On Swift Joining Avon Near Rugby

Silent and modest Brook! who dippest here
Thy foot in Avon as if childish fear
Witheld thee for a moment, wend along;
Go, follow'd by my song,
Sung in such easy numbers as they use
Who turn in fondness to the Tuscan Muse,
And such as often have flow'd down on me
From my own Fiesole.
I watch thy placid smile, nor need to say
That Tasso wove one looser lay,
And Milton took it up to dry the tear
Dropping on Lycidas's bier.
In youth how often at thy side I wander'd!
What golden hours, hours numberless, were squander'd
Among thy sedges, while sometimes
I meditated native rhymes,
And sometimes stumbled upon Latian feet;
Then, where soft mole-built seat
Invited me, I noted down
What must full surely win the crown,
But first impatiently vain efforts made
On broken pencil with a broken blade.
Anon, of lighter heart, I threw
My hat where circling plover flew,
And once I shouted til, instead of plover,
There sprang up half a damsel, half a lover.
I would not twice be barbarous; on I went . .
And two heads sank amid the pillowing bent.
Pardon me, gentle Stream, if rhyme
Holds up these records in the face of Time:
Among the falling leaves some birds yet sing,
And Autumn hath his butterflies like Spring.

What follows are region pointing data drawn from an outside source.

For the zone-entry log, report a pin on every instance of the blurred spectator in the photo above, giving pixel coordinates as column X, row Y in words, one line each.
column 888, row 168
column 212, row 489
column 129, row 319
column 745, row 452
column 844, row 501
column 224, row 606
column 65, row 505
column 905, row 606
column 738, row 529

Thou canst not turn thee back, thou canst not see
Reflected what hath ceast to be:
Haply thou little knowest why
I check this levity, and sigh.
Thou never knewest her whose radiant morn
Lighted my path to Love; she bore thy name,
She whom no Grace was tardy to adorn,
Whom one low voice pleas'd more than louder fame:
She now is past my praises: from her urn
To thine, with reverence due, I turn.
O silver-braided Swift! no victim ever
Was sacrificed to thee,
Nor hast thou carried to that sacred River
Vases of myrrh, nor hast thou run to see
A band of Maenads toss their timbrels high
Mid io-evohes to their Deity.
But holy ashes have bestrewn thy stream
Under the mingled gleam
Of swords and torches, and the chaunt of Rome,
When Wiclif's lowly tomb
Thro its thick briars was burst
By frantic priests accurst;
For he had enter'd and laid bare the lies
That pave the labyrinth of their mysteries.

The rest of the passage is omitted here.